受信部12が受信する信号としては、上記の各実施形態および変形例で無線基地局10が受信するあらゆる信号を含む。
制御部13は、送信するデータや制御情報を送信部11に出力する。制御部13は、受信されるデータや制御情報を受信部12から入力する。制御部13は、有線接続あるいは無線接続を介して、ネットワーク装置3や他の無線基地局からデータや制御情報を取得する。制御部はこれら以外にも送信部11が送信する各種の送信信号や受信部12が受信する各種の受信信号に関連する種々の制御を行う。
制御部13が制御する処理としては、上記の各実施形態および変形例で無線基地局10が実行するあらゆる処理を含む。
図23は、無線端末20の構成を示す機能構成図である。図23に示すように、無線端末20は、送信部21、受信部22と、制御部23とを備える。これら各構成部分は、一方向又は双方向に、信号やデータの入出力が可能なように接続されている。なお、送信部21と受信部22とをまとめて通信部24と称する。
送信部21は、データ信号や制御信号を、アンテナを介して無線通信で送信する。なお、アンテナは送信と受信で共通でもよい。送信部21は、例えば上りのデータチャネルや制御チャネルを介して、上り信号を送信する。上りのデータチャネルは例えば、物理上り共有チャネルPUSCH(Physical Uplink Shared Channel)を含む。また、上りの制御チャネルは例えば、物理上り制御チャネルPUCCH(Physical Uplink Control Channel)を含む。送信する信号は例えば、接続する無線基地局10に制御チャネル上で伝送されるL1/L2制御信号や、接続する無線基地局10にデータチャネル上で伝送されるユーザデータ信号やRRC(Radio Resource Control)制御信号を含む。また、送信する信号は例えば、チャネル推定や復調のために用いられるリファレンス信号を含む。
送信部21が送信する信号としては、上記の各実施形態および変形例で無線端末20が送信するあらゆる信号を含む。
受信部22は、無線基地局10から送信されたデータ信号や制御信号を、アンテナを介して無線通信で受信する。

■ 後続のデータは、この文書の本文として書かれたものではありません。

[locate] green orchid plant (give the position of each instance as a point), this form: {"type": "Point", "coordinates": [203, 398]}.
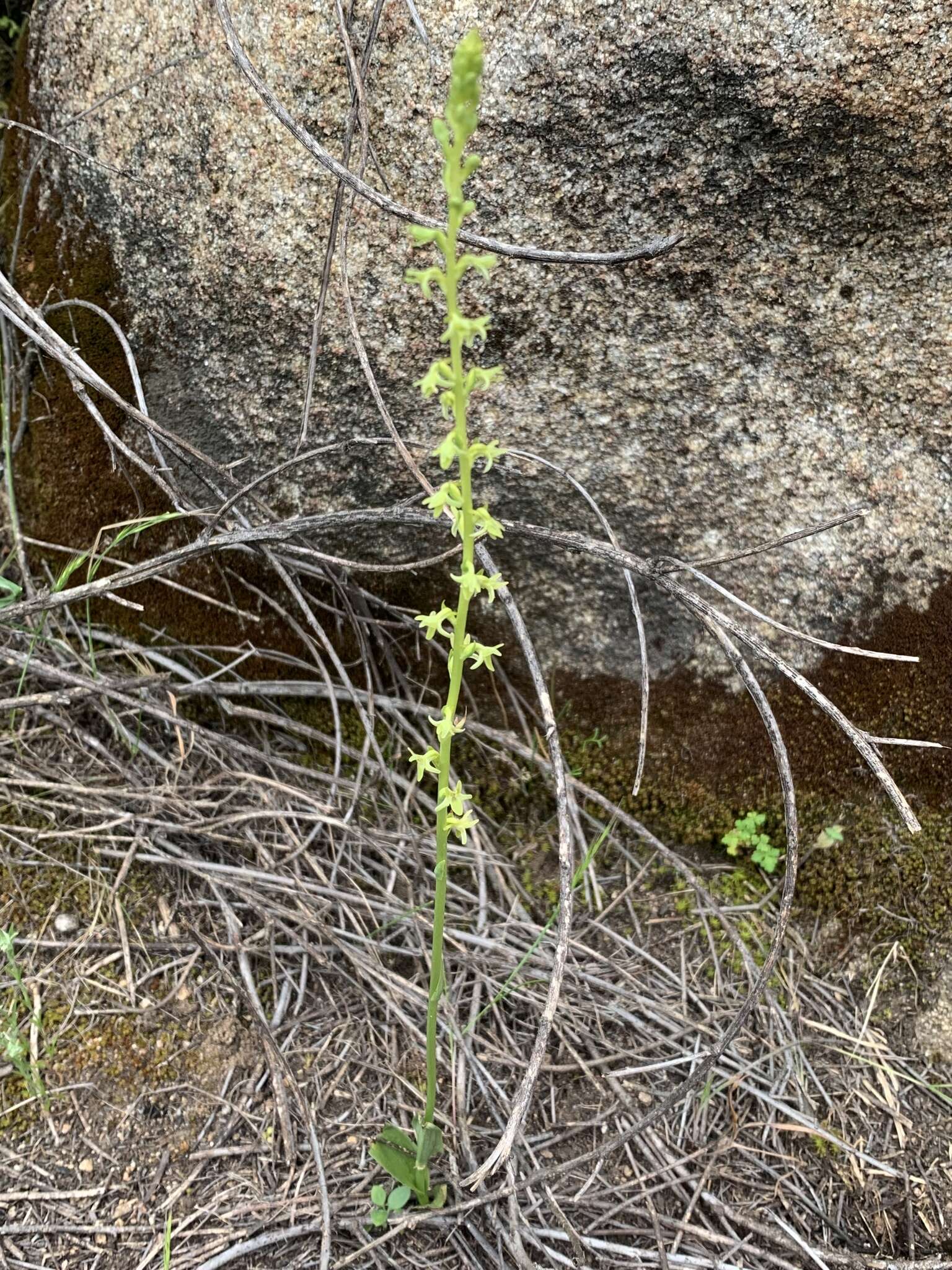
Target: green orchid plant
{"type": "Point", "coordinates": [454, 381]}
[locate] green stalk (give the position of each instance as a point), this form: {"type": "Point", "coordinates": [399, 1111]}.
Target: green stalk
{"type": "Point", "coordinates": [460, 638]}
{"type": "Point", "coordinates": [408, 1162]}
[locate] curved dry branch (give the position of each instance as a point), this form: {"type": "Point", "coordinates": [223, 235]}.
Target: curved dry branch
{"type": "Point", "coordinates": [641, 252]}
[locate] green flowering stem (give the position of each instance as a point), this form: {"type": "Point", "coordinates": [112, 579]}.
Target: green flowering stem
{"type": "Point", "coordinates": [454, 384]}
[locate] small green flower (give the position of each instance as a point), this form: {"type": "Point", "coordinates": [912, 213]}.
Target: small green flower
{"type": "Point", "coordinates": [491, 451]}
{"type": "Point", "coordinates": [446, 727]}
{"type": "Point", "coordinates": [434, 621]}
{"type": "Point", "coordinates": [455, 799]}
{"type": "Point", "coordinates": [426, 762]}
{"type": "Point", "coordinates": [447, 495]}
{"type": "Point", "coordinates": [461, 825]}
{"type": "Point", "coordinates": [487, 523]}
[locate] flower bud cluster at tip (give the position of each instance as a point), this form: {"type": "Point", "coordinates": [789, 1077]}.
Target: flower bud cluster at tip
{"type": "Point", "coordinates": [454, 386]}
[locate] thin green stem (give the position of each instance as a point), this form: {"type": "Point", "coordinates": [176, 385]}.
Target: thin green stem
{"type": "Point", "coordinates": [459, 642]}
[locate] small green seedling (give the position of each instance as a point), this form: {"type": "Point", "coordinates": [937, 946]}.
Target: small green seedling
{"type": "Point", "coordinates": [386, 1204]}
{"type": "Point", "coordinates": [408, 1163]}
{"type": "Point", "coordinates": [167, 1244]}
{"type": "Point", "coordinates": [13, 1046]}
{"type": "Point", "coordinates": [831, 837]}
{"type": "Point", "coordinates": [747, 835]}
{"type": "Point", "coordinates": [454, 379]}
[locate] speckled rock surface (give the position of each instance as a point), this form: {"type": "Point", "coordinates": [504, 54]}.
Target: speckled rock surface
{"type": "Point", "coordinates": [933, 1028]}
{"type": "Point", "coordinates": [791, 358]}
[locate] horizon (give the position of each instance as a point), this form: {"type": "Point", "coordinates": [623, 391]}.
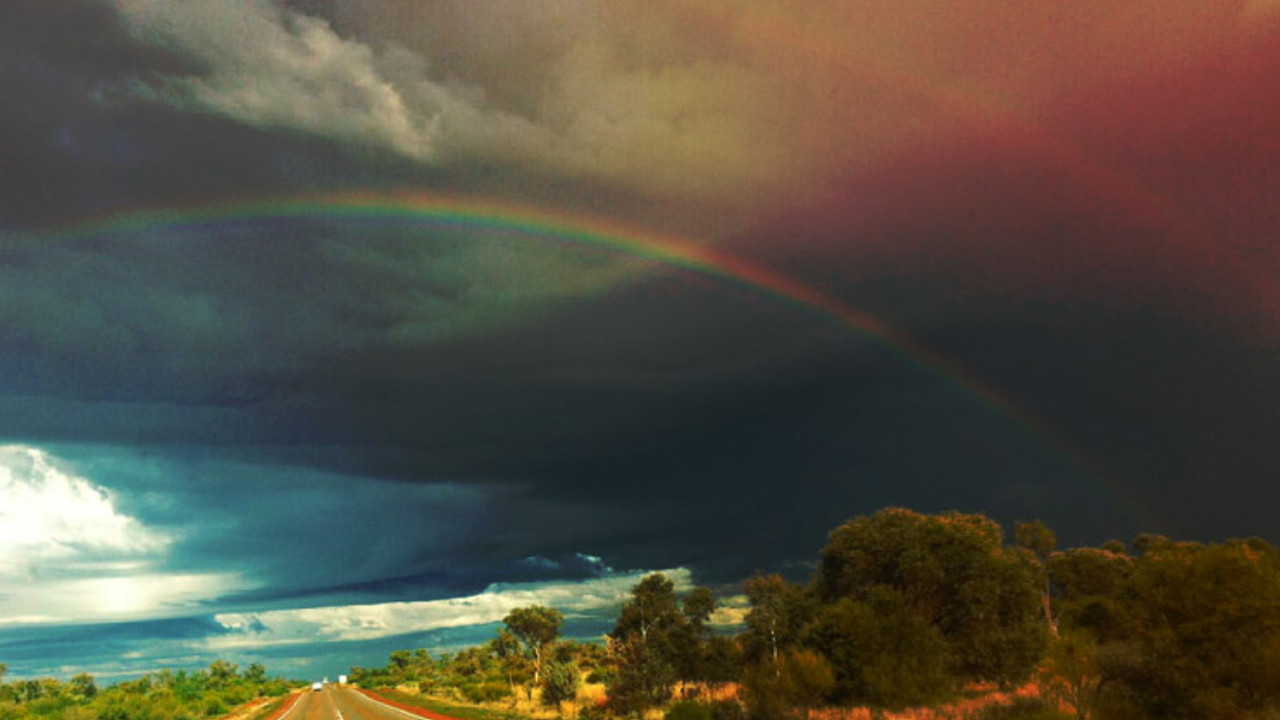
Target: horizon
{"type": "Point", "coordinates": [315, 305]}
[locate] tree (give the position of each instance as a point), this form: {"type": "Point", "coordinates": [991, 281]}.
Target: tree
{"type": "Point", "coordinates": [881, 652]}
{"type": "Point", "coordinates": [1089, 588]}
{"type": "Point", "coordinates": [83, 686]}
{"type": "Point", "coordinates": [1040, 541]}
{"type": "Point", "coordinates": [951, 572]}
{"type": "Point", "coordinates": [255, 673]}
{"type": "Point", "coordinates": [506, 648]}
{"type": "Point", "coordinates": [561, 683]}
{"type": "Point", "coordinates": [536, 627]}
{"type": "Point", "coordinates": [400, 660]}
{"type": "Point", "coordinates": [1206, 625]}
{"type": "Point", "coordinates": [778, 614]}
{"type": "Point", "coordinates": [643, 643]}
{"type": "Point", "coordinates": [689, 637]}
{"type": "Point", "coordinates": [220, 673]}
{"type": "Point", "coordinates": [1072, 671]}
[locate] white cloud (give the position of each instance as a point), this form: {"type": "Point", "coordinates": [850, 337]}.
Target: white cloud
{"type": "Point", "coordinates": [677, 130]}
{"type": "Point", "coordinates": [270, 67]}
{"type": "Point", "coordinates": [53, 515]}
{"type": "Point", "coordinates": [370, 621]}
{"type": "Point", "coordinates": [69, 555]}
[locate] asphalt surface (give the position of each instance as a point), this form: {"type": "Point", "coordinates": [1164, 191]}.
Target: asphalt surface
{"type": "Point", "coordinates": [336, 702]}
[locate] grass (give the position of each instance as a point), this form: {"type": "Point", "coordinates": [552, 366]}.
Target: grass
{"type": "Point", "coordinates": [460, 711]}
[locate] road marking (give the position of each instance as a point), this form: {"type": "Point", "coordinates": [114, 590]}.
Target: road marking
{"type": "Point", "coordinates": [292, 707]}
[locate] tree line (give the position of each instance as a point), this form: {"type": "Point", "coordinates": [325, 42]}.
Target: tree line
{"type": "Point", "coordinates": [210, 692]}
{"type": "Point", "coordinates": [905, 610]}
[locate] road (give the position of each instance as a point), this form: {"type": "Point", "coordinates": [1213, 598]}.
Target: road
{"type": "Point", "coordinates": [336, 702]}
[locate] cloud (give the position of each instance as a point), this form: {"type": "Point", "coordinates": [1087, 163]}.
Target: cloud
{"type": "Point", "coordinates": [369, 621]}
{"type": "Point", "coordinates": [77, 557]}
{"type": "Point", "coordinates": [50, 515]}
{"type": "Point", "coordinates": [278, 69]}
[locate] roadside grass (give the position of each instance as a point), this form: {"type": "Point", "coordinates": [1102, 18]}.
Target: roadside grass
{"type": "Point", "coordinates": [452, 710]}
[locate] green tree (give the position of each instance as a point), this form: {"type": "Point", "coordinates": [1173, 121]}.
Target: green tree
{"type": "Point", "coordinates": [952, 573]}
{"type": "Point", "coordinates": [400, 660]}
{"type": "Point", "coordinates": [643, 642]}
{"type": "Point", "coordinates": [1040, 541]}
{"type": "Point", "coordinates": [1206, 625]}
{"type": "Point", "coordinates": [220, 673]}
{"type": "Point", "coordinates": [560, 684]}
{"type": "Point", "coordinates": [1072, 671]}
{"type": "Point", "coordinates": [536, 627]}
{"type": "Point", "coordinates": [83, 686]}
{"type": "Point", "coordinates": [1089, 591]}
{"type": "Point", "coordinates": [778, 614]}
{"type": "Point", "coordinates": [255, 673]}
{"type": "Point", "coordinates": [882, 652]}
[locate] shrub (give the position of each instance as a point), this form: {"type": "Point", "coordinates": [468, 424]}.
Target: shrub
{"type": "Point", "coordinates": [1023, 709]}
{"type": "Point", "coordinates": [727, 710]}
{"type": "Point", "coordinates": [689, 710]}
{"type": "Point", "coordinates": [485, 692]}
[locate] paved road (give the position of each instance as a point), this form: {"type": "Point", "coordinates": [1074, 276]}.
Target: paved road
{"type": "Point", "coordinates": [336, 702]}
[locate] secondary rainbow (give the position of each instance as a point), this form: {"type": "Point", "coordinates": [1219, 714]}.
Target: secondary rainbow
{"type": "Point", "coordinates": [592, 231]}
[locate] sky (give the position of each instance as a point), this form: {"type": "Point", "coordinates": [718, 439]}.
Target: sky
{"type": "Point", "coordinates": [333, 328]}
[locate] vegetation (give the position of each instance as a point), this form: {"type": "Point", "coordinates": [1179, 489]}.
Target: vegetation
{"type": "Point", "coordinates": [158, 696]}
{"type": "Point", "coordinates": [905, 610]}
{"type": "Point", "coordinates": [913, 610]}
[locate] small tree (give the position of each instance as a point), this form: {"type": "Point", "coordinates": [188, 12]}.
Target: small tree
{"type": "Point", "coordinates": [1040, 541]}
{"type": "Point", "coordinates": [1070, 673]}
{"type": "Point", "coordinates": [83, 686]}
{"type": "Point", "coordinates": [560, 684]}
{"type": "Point", "coordinates": [536, 627]}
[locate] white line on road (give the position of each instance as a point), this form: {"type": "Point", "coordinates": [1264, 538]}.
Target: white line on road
{"type": "Point", "coordinates": [292, 707]}
{"type": "Point", "coordinates": [405, 712]}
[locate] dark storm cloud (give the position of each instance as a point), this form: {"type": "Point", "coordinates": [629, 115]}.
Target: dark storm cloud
{"type": "Point", "coordinates": [346, 411]}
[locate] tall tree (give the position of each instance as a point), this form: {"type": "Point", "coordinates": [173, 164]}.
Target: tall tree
{"type": "Point", "coordinates": [1040, 541]}
{"type": "Point", "coordinates": [952, 572]}
{"type": "Point", "coordinates": [643, 643]}
{"type": "Point", "coordinates": [536, 627]}
{"type": "Point", "coordinates": [778, 614]}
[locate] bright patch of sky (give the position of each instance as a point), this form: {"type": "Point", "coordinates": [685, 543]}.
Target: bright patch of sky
{"type": "Point", "coordinates": [69, 555]}
{"type": "Point", "coordinates": [370, 621]}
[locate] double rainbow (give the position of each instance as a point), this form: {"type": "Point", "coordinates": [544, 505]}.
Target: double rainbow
{"type": "Point", "coordinates": [460, 212]}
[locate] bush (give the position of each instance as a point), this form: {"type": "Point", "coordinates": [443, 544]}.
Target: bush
{"type": "Point", "coordinates": [593, 712]}
{"type": "Point", "coordinates": [1023, 709]}
{"type": "Point", "coordinates": [689, 710]}
{"type": "Point", "coordinates": [727, 710]}
{"type": "Point", "coordinates": [485, 692]}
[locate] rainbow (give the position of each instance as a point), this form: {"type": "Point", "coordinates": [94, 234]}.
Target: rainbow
{"type": "Point", "coordinates": [671, 250]}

受信部22は、例えば下りのデータチャネルや制御チャネルを介して、下り信号を受信する。下りのデータチャネルは例えば、物理下り共有チャネルPDSCH(Physical Downlink Shared Channel)を含む。また、下りの制御チャネルは例えば、物理下り制御チャネルPDCCH(Physical Downlink Control Channel)を含む。受信する信号は例えば、接続する無線基地局10から制御チャネル上で伝送されるL1/L2制御信号や、接続する無線基地局10からデータチャネル上で伝送されるユーザデータ信号やRRC(Radio Resource Control)制御信号を含む。また、受信する信号は例えば、チャネル推定や復調のために用いられるリファレンス信号を含む。
受信部22が受信する信号としては、上記の各実施形態および変形例で無線端末20が受信するあらゆる信号を含む。
制御部23は、送信するデータや制御情報を送信部21に出力する。制御部23は、受信されるデータや制御情報を受信部22から入力する。制御部23は、有線接続あるいは無線接続を介して、ネットワーク装置3や他の無線基地局からデータや制御情報を取得する。制御部はこれら以外にも送信部21が送信する各種の送信信号や受信部22が受信する各種の受信信号に関連する種々の制御を行う。
制御部23が制御する処理としては、上記の各実施形態および変形例で無線端末20が実行するあらゆる処理を含む。
なお、前述のPDSCH、PDCCH、PUSCH、PUCCHは、LTEシステムの無線アクセス部で使用される無線物理チャネルの名前であるが、本願の各実施形態はこれらに限定されないことは当然である。すなわち、言うまでもないことではあるが、5Gシステム等における無線物理チャネルの名前はこれらとは異なる可能性があるが、それらを本願の各実施形態に適用することができることに留意されたい。
[各実施形態の無線通信システムにおける各装置のハードウェア構成]
図24〜図25に基づいて、各実施形態および各変形例の無線通信システムにおける各装置のハードウェア構成を説明する。
図24は、無線基地局10のハードウェア構成を示す図である。図24に示すように、無線基地局10は、ハードウェアの構成要素として、例えばアンテナ31を備えるRF(Radio Frequency)回路32と、CPU(Central Processing Unit)33と、DSP(Digital Signal Processor)34と、メモリ35と、ネットワークIF(Interface)36とを有する。CPUは、バスを介して各種信号やデータの入出力が可能なように接続されている。メモリ35は、例えばSDRAM(Synchronous Dynamic Random Access Memory)等のRAM(Random Access Memory)、ROM(Read Only Memory)、およびフラッシュメモリの少なくともいずれかを含み、プログラムや制御情報やデータを格納する。
図22に示す無線基地局10の機能構成と図24に示す無線基地局10のハードウェア構成との対応を説明する。送信部11および受信部12(あるいは通信部14)は、例えばRF回路32、あるいはアンテナ31およびRF回路32により実現される。制御部13は、例えばCPU33、DSP34、メモリ35、不図示のデジタル電子回路等により実現される。デジタル電子回路としては、例えばASIC(Application Specific Integrated Circuit)、FPGA(Field-Programming Gate Array)、LSI(Large Scale Integration)等が挙げられる。
なお、無線基地局10において、複数のサブバンドで送信される複数のデータ信号が生成されるが、これらを生成するフィルタが、サブバンド毎に独立して構成されるようにしても良い。
図25は、無線端末20のハードウェア構成を示す図である。図25に示すように、無線端末20は、ハードウェアの構成要素として、例えばアンテナ41を備えるRF回路42と、CPU43と、メモリ44とを有する。さらに、無線端末20は、CPU43に接続されるLCD(Liquid Crystal Display)等の表示装置を有してもよい。メモリ44は、例えばSDRAM等のRAM、ROM、およびフラッシュメモリの少なくともいずれかを含み、プログラムや制御情報やデータを格納する。
図23に示す無線端末20の機能構成と図25に示す無線端末20のハードウェア構成との対応を説明する。送信部21および受信部22(あるいは通信部24)は、例えばRF回路42、あるいはアンテナ41およびRF回路42により実現される。制御部23は、例えばCPU43、メモリ44、不図示のデジタル電子回路等により実現される。デジタル電子回路としては例えば、例えばASIC、FPGA、LSI等が挙げられる。